• ray10k (unregistered)

    Looks like some swears were left uncensored in the article.

    Other than the list of swears, what's the WTF here? I mean, are we supposed to laugh about the narrow subset of all swears shown here? The fact that it's in a hard-coded array rather than a file/database? The fact that the body has to be processed once for each swear?

    Just looks a little underwhelming. Worth a chuckle for the list of swears, but not really WTF-worthy IMO.

  • (nodebb)

    probably that they didnt use a regex and used a loop instead since that thing literally asks for getting regex'd, first one could be /sh(#|!|@)t/ (# being the block)

  • Fristo (unregistered)

    Nice censoring fool

  • timmy (unregistered)

    I like how Fuck and shit are so offensive that they require 'blocking' but cunt is OK.

    Next thanksgiving, while sitting around the table, try saying "holly shit" and check the reaction. Then try "You cunt". I bet one gets a stronger reaction than the other!

  • (nodebb)

    i don't see how count is initialised

  • OlPeculier (unregistered)

    That's a bit wank.

    Especially if you live in Scunthorpe or Cockermouth and want to talk about blue tits.

    Arsenal supporters must be happy.

  • Some guy (unregistered)

    Clbuttic

  • Talis (unregistered) in reply to Some guy

    Be careful - you could be buttbuttinated for that! :-p

  • Pim (unregistered)

    And if you use strpos to test for "shit", you don't also have to test for "shitty" and "shittiest", because you've already covered that.

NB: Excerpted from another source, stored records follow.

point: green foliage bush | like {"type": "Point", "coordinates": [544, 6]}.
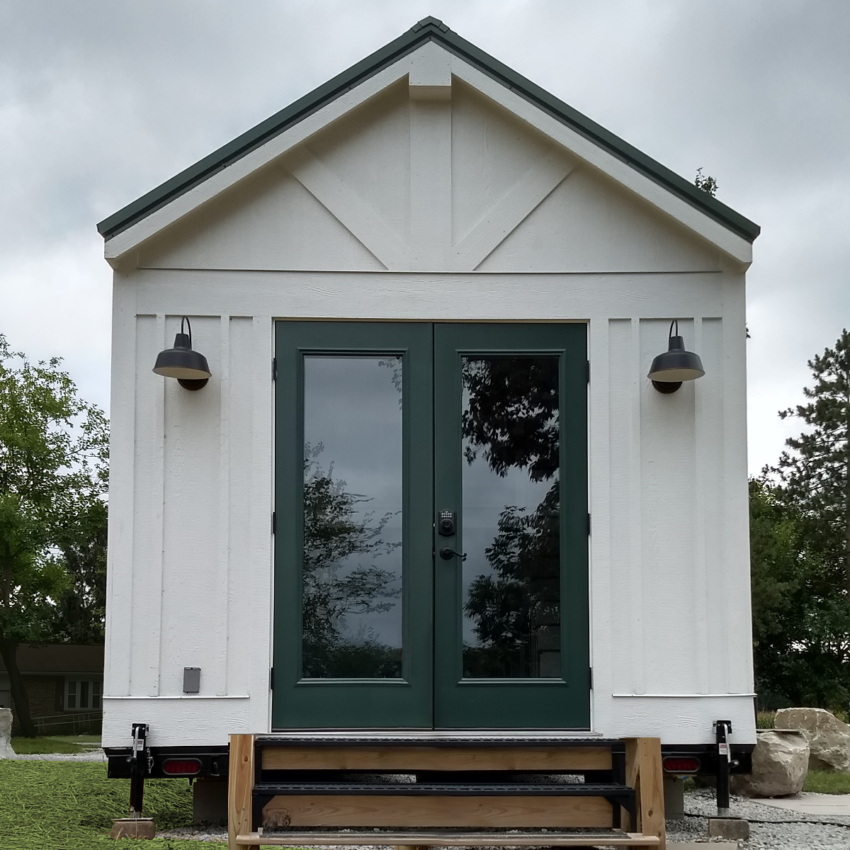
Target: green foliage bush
{"type": "Point", "coordinates": [54, 805]}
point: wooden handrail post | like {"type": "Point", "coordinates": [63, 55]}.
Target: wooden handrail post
{"type": "Point", "coordinates": [240, 787]}
{"type": "Point", "coordinates": [644, 774]}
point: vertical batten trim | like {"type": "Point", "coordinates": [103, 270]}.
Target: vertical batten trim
{"type": "Point", "coordinates": [599, 485]}
{"type": "Point", "coordinates": [430, 184]}
{"type": "Point", "coordinates": [158, 522]}
{"type": "Point", "coordinates": [636, 500]}
{"type": "Point", "coordinates": [122, 453]}
{"type": "Point", "coordinates": [702, 439]}
{"type": "Point", "coordinates": [260, 571]}
{"type": "Point", "coordinates": [737, 622]}
{"type": "Point", "coordinates": [221, 632]}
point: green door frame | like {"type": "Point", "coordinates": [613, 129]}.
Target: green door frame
{"type": "Point", "coordinates": [300, 702]}
{"type": "Point", "coordinates": [431, 691]}
{"type": "Point", "coordinates": [561, 702]}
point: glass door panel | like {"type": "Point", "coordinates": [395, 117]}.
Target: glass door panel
{"type": "Point", "coordinates": [511, 597]}
{"type": "Point", "coordinates": [353, 509]}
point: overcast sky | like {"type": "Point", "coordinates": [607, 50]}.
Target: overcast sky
{"type": "Point", "coordinates": [100, 101]}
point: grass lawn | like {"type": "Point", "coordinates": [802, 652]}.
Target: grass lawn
{"type": "Point", "coordinates": [46, 744]}
{"type": "Point", "coordinates": [62, 744]}
{"type": "Point", "coordinates": [55, 805]}
{"type": "Point", "coordinates": [822, 782]}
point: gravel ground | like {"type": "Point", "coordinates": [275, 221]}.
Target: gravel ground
{"type": "Point", "coordinates": [770, 828]}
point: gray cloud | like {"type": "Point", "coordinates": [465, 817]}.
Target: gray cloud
{"type": "Point", "coordinates": [101, 101]}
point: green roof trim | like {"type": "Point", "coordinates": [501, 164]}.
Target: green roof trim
{"type": "Point", "coordinates": [429, 29]}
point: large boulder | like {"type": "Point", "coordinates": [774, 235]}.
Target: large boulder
{"type": "Point", "coordinates": [6, 750]}
{"type": "Point", "coordinates": [828, 737]}
{"type": "Point", "coordinates": [780, 765]}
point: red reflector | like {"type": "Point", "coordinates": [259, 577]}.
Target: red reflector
{"type": "Point", "coordinates": [181, 767]}
{"type": "Point", "coordinates": [681, 764]}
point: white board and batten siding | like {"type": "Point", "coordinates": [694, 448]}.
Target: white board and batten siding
{"type": "Point", "coordinates": [428, 193]}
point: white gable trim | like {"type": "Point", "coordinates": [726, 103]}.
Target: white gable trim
{"type": "Point", "coordinates": [420, 66]}
{"type": "Point", "coordinates": [649, 190]}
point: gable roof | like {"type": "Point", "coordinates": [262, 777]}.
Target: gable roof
{"type": "Point", "coordinates": [428, 29]}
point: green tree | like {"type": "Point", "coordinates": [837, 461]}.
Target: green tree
{"type": "Point", "coordinates": [800, 623]}
{"type": "Point", "coordinates": [800, 547]}
{"type": "Point", "coordinates": [80, 609]}
{"type": "Point", "coordinates": [52, 470]}
{"type": "Point", "coordinates": [815, 474]}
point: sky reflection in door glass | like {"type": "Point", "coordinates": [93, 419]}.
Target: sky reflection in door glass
{"type": "Point", "coordinates": [352, 565]}
{"type": "Point", "coordinates": [511, 526]}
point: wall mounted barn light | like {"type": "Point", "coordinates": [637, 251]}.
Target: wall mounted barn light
{"type": "Point", "coordinates": [675, 365]}
{"type": "Point", "coordinates": [189, 367]}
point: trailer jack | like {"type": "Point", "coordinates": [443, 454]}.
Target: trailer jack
{"type": "Point", "coordinates": [141, 763]}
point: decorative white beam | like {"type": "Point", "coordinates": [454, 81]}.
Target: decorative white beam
{"type": "Point", "coordinates": [355, 214]}
{"type": "Point", "coordinates": [539, 181]}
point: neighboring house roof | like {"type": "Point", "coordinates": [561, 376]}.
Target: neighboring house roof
{"type": "Point", "coordinates": [429, 29]}
{"type": "Point", "coordinates": [58, 658]}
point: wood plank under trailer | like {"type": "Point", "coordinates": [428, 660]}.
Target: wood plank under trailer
{"type": "Point", "coordinates": [437, 838]}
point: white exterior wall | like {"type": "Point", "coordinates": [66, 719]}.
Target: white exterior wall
{"type": "Point", "coordinates": [429, 204]}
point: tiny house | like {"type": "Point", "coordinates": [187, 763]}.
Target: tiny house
{"type": "Point", "coordinates": [418, 479]}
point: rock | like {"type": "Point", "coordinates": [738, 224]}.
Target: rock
{"type": "Point", "coordinates": [734, 828]}
{"type": "Point", "coordinates": [6, 751]}
{"type": "Point", "coordinates": [780, 765]}
{"type": "Point", "coordinates": [828, 737]}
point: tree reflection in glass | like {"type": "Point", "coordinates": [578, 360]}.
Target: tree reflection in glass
{"type": "Point", "coordinates": [511, 510]}
{"type": "Point", "coordinates": [352, 560]}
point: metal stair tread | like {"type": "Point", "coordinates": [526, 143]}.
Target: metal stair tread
{"type": "Point", "coordinates": [319, 740]}
{"type": "Point", "coordinates": [577, 837]}
{"type": "Point", "coordinates": [460, 789]}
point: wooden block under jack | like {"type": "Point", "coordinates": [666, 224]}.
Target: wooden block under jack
{"type": "Point", "coordinates": [133, 828]}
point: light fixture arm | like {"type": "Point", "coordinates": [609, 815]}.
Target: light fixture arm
{"type": "Point", "coordinates": [189, 367]}
{"type": "Point", "coordinates": [670, 369]}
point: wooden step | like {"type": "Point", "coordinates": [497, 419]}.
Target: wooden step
{"type": "Point", "coordinates": [440, 838]}
{"type": "Point", "coordinates": [442, 753]}
{"type": "Point", "coordinates": [315, 784]}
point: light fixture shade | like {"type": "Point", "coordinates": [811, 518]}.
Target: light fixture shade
{"type": "Point", "coordinates": [189, 367]}
{"type": "Point", "coordinates": [676, 364]}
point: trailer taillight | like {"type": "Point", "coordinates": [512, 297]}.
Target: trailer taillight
{"type": "Point", "coordinates": [680, 764]}
{"type": "Point", "coordinates": [181, 767]}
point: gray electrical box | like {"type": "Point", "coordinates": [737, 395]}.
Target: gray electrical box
{"type": "Point", "coordinates": [191, 680]}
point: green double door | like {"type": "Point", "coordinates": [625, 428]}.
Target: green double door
{"type": "Point", "coordinates": [431, 526]}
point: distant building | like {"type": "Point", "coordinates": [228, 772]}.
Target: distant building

  • Herr Otto Flick (unregistered)

    Where is the WTF? Titter titter, naughty words?

    I've had to do this for URLs containing randomly generated base64 auth tokens, some users were occasionally not receiving the redirects. Turned out Cluecoat was seeing a "fuck" or a "tit" or (if very lucky) a "titfuck", dropping the response and returning an empty 200 response.

    We just check each URL generated for naughty words, and if there are any re-generate the URL.

  • Oliver Jones (google)

    This code isn't even standards-compliant. https://en.wikipedia.org/wiki/Seven_dirty_words

  • JustSomeDudette (unregistered)

    We have one of those in our legacy code but the programmer also decided our company name was a swear word too.

  • Hanzito (unregistered)

    It's not only clbuttic, checking for a substring match for fucking after checking for fuck is superfluous. I don't think it catches uppercase, though.

  • Wes (unregistered)

    Not censoring the c word a Hot Fuzz reference? http://i.imgur.com/MggBg.jpg

  • EatenByAGrue (unregistered)

    Worst of all, this doesn't catch "Semprini".

  • EatenByAGrue (unregistered) in reply to timmy

    "Next thanksgiving, while sitting around the table, try saying "holly shit" and check the reaction."

    I actually knew a guy who accidentally blurted that out in reaction to a loud noise ... at St Peter's Basilica during a Papal Mass. He apparently got away with it.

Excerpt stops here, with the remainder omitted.